不要不急の医療もある

予防医学も今は控えるべきかな

そんな風に思います。

2月、3月の段階で4月にこのようになるということは正直に言って予想できていませんでした。現在私の勤務先は8割程度業務を休止している状況です。勿論医療機関の中でも健診・人間ドック分野だけです。

特に不特定多数の人が集まる施設内健診・人間ドックは早々にお休みに入るという結論を下しました。これは医師の判断でしたが、経営者の意見を抑えたのか説得したのかはわかりませんが前代未聞の対応です。

どんなに医療機関側が気を付けていても咳き込みながら人間ドックを受けに来るということもあります。今日しかないんだと言って聞かない人もいます。医療機関としてはそのような人にマスクを渡しますが、そこから先はマナーです。

施設は空調完備ではありますが構造上どうしても風通しを良くすることが出来ません。どうしたって3密を防げないのです。そんなわけで問題が生じる前の段階で店じまいの指示が下りました。勿論手の空いたスタッフのうち実働部隊は一般診療の戦力にするということでもありますけどね。

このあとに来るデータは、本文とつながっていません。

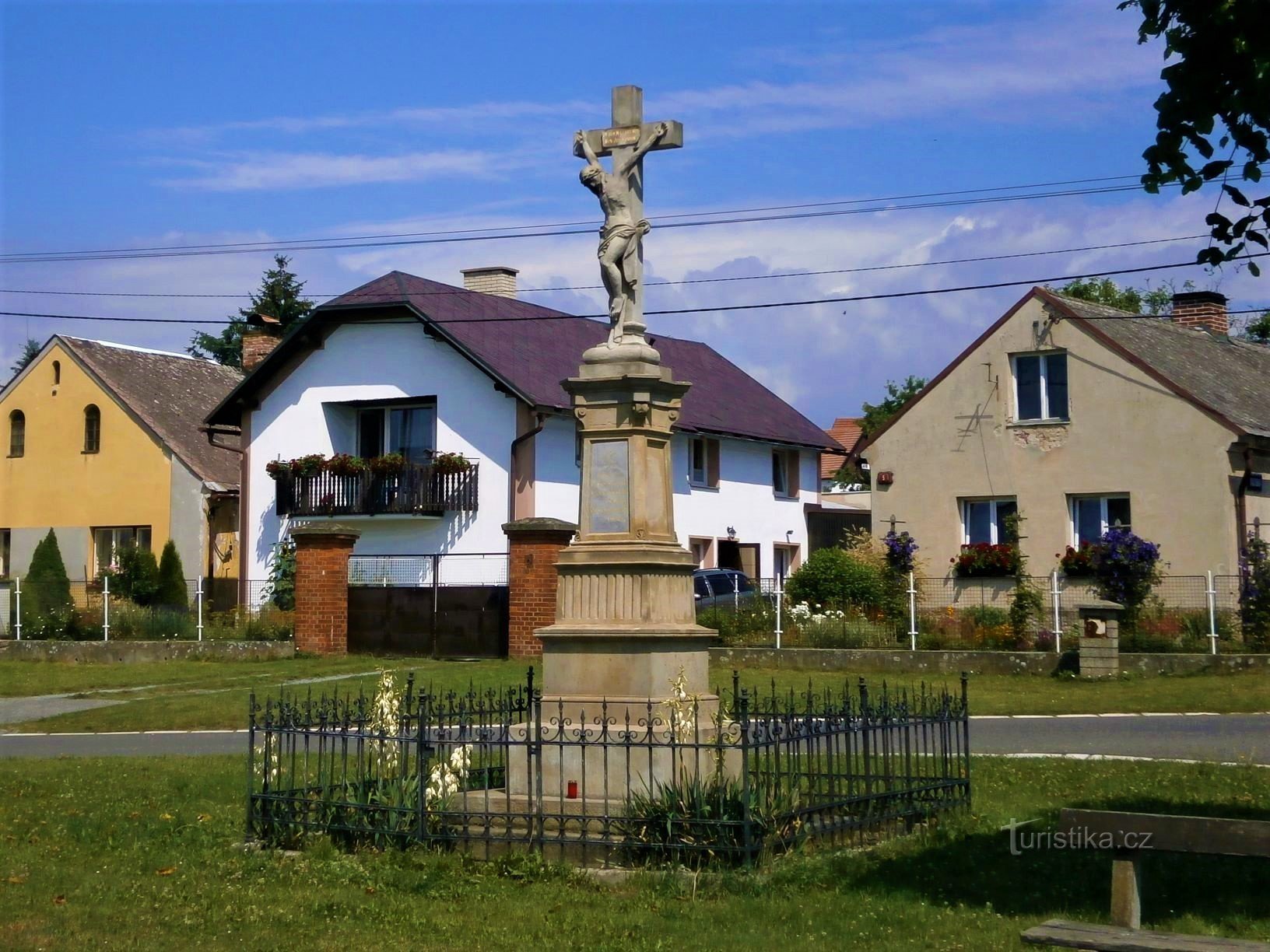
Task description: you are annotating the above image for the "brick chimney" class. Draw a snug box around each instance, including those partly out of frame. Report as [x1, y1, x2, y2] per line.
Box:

それでも多くの機材とその他のスタッフは手が空きます。こんな状況でも各種リース代は待ってくれません。営利企業が仕事をし続けないと死ぬというのはこのような固定費の影響も大きいのでしょう。

現在の状況としては施設に来てもらって丁寧に検査を行うタイプの健康診断・人間ドックは完全に休止しており、再開は未定です。この分野は平均顧客単価が数万円になりますのでかなりの痛手と言わざるを得ません。経営的には大ダメージです。

一方バスで相手方に出向くタイプの出張健診はわずかに動いています。こんな時期に難で健診をと思うかもしれませんが、企業の考え方はそれぞれです。会社の健診なら基本的に普段から一緒にいる人同士の話だからと、今のうちに行うという考え方もあるようです。医療機関側は大丈夫、感染源にはならないという信頼?そんな強烈な無言の圧力を感じます。

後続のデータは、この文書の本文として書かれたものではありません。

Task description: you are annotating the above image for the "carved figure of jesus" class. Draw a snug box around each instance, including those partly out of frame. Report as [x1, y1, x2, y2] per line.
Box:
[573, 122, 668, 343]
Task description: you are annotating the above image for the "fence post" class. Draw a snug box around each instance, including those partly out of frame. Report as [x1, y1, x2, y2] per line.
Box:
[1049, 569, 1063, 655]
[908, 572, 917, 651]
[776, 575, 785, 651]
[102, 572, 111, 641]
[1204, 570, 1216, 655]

健診業界も医療ではありますが、今急いで行わなければならないものではありません。むしろ感染拡大に関与してしまうリスクもあります。そんなわけで医療の中でも自粛する分野となっています。不要不急の医療というものでしょうね。

早く安心して生活が出来る社会に戻ることを祈っていますが、もうかつてのように戻ることはないのかもしれないなと少しだけ感じています。